Developed more than thirty years ago and used by communities around the globe, EP’s founders were behavioral health researchers and practitioners. As a result, RSD is rooted in proven therapeutic strategies while drawing insights and innovations from an array of related fields, including professional mediation, systems theory, conflict resolution, interpersonal communication theory, appreciative inquiry, narrative approaches, organizational development, psychology, and neurobiology. RSD lets people share their stories and beliefs while encouraging them to really hear perspectives and experiences that may be different from their own. RSD is designed to avoid the usual dynamics of polarized conversations.
For more information on the dialogue model and training that will guide the structure of our dialogue, check out Essential Partners (based out of Cambridge, MA).
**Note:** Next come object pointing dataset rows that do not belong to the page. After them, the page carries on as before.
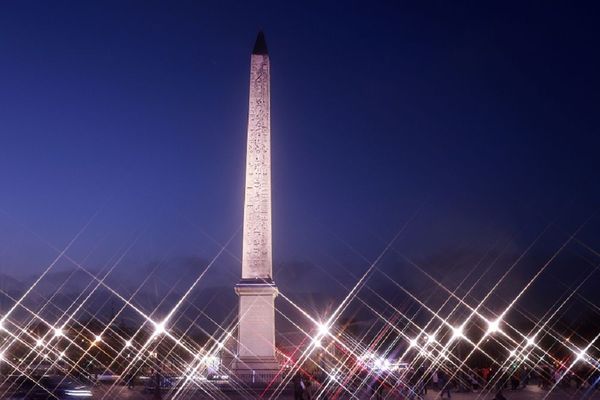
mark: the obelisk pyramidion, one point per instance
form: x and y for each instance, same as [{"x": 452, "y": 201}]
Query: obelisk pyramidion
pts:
[{"x": 257, "y": 291}]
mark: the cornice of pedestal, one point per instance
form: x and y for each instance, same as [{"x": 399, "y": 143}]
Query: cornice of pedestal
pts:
[{"x": 256, "y": 287}]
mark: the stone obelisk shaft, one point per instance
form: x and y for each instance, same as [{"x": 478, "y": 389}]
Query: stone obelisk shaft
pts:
[
  {"x": 256, "y": 321},
  {"x": 257, "y": 246}
]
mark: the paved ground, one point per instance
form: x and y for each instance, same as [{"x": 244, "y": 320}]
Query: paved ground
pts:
[{"x": 531, "y": 392}]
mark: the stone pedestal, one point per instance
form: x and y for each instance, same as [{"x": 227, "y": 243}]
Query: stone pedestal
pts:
[{"x": 256, "y": 360}]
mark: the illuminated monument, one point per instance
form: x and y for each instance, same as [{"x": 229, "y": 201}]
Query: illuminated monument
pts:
[{"x": 256, "y": 289}]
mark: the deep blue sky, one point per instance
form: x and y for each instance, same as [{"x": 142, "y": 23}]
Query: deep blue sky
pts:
[{"x": 481, "y": 119}]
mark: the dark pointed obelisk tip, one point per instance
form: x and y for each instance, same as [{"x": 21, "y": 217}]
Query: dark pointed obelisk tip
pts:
[{"x": 260, "y": 47}]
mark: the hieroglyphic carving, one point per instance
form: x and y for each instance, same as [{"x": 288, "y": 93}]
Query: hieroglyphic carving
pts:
[{"x": 257, "y": 243}]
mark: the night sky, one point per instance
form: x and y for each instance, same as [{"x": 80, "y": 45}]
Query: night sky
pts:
[{"x": 473, "y": 127}]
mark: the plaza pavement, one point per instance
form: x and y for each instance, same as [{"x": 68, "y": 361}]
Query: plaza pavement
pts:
[{"x": 529, "y": 393}]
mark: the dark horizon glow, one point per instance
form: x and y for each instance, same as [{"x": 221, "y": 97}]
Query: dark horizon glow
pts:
[{"x": 478, "y": 122}]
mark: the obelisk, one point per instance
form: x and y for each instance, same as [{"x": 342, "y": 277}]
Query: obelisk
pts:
[{"x": 256, "y": 290}]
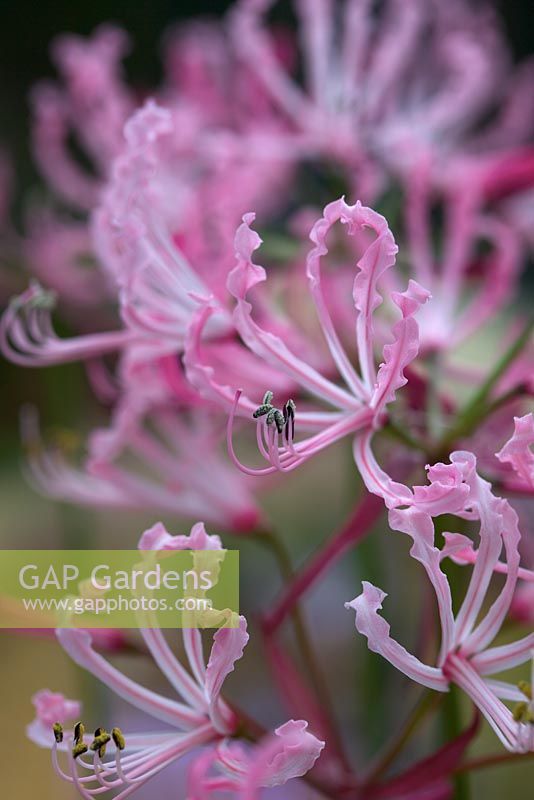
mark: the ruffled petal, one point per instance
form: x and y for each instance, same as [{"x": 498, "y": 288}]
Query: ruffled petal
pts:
[{"x": 376, "y": 630}]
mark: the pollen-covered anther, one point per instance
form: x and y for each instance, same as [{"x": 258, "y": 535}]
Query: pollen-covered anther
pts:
[
  {"x": 79, "y": 749},
  {"x": 118, "y": 738},
  {"x": 525, "y": 688},
  {"x": 57, "y": 728},
  {"x": 289, "y": 418},
  {"x": 79, "y": 730},
  {"x": 276, "y": 416},
  {"x": 101, "y": 738},
  {"x": 266, "y": 406}
]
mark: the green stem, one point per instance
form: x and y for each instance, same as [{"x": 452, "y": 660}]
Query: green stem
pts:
[
  {"x": 453, "y": 728},
  {"x": 427, "y": 704}
]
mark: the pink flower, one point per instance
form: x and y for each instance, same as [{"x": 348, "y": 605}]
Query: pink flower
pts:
[
  {"x": 290, "y": 752},
  {"x": 361, "y": 403},
  {"x": 198, "y": 718},
  {"x": 380, "y": 91},
  {"x": 51, "y": 707},
  {"x": 465, "y": 657},
  {"x": 517, "y": 450},
  {"x": 93, "y": 104}
]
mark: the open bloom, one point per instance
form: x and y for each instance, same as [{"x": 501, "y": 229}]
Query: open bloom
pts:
[
  {"x": 381, "y": 90},
  {"x": 517, "y": 454},
  {"x": 358, "y": 405},
  {"x": 160, "y": 451},
  {"x": 199, "y": 717},
  {"x": 466, "y": 656},
  {"x": 289, "y": 752}
]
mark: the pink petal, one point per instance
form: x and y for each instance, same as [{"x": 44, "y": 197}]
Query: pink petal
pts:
[{"x": 376, "y": 630}]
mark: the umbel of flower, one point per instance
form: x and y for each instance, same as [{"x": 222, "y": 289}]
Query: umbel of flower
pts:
[
  {"x": 466, "y": 657},
  {"x": 199, "y": 717},
  {"x": 341, "y": 410}
]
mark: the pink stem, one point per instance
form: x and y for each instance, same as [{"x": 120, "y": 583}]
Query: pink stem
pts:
[{"x": 356, "y": 528}]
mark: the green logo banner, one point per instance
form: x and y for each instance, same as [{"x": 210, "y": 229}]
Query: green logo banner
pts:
[{"x": 119, "y": 588}]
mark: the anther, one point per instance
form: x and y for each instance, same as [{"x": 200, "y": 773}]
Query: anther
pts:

What to expect from our dialogue …
We will conduct the dialogue in small groups of 4-5 people. Groups will have intentional diversity and leaders of color will be placed in pairs. Dialogue facilitators will be members of this community that indicate interest through the RSVP form. These individuals will attend a 1.5 hour-long virtual training on RSD facilitation and will be provided scripts to read the dialogue structure aloud to their small group to provide a similar experience.
We begin with clarifying and agreeing to the shared purpose for why we’re gathering. The statement of purpose for a dialogue serves as its guiding star. A clear purpose lets participants set appropriate expectations and helps the facilitator know how to best hold and maintain the “container” of the dialogue experience.
The stated purpose of your dialogue series is to:
- Create a space for deep listening and connection as Christian pastors and leaders about our different experiences leading during this election year, allowing God to spiritually form us through actively practicing the fruit of the Spirit.
- Be a public witness to our churches and our city that the way of Jesus is to love our neighbors through intentional, curious, respectful conversation.
We then shift to clarifying and agreeing to a shared way of being in our gatherings. These conversation commitments are a set of shared guidelines for the way people will engage and interact during the dialogue. They are a way we can experience unity and a shared way of being even amidst our differences, and they can also serve as guardrails to keep a tough conversation on track with its purpose.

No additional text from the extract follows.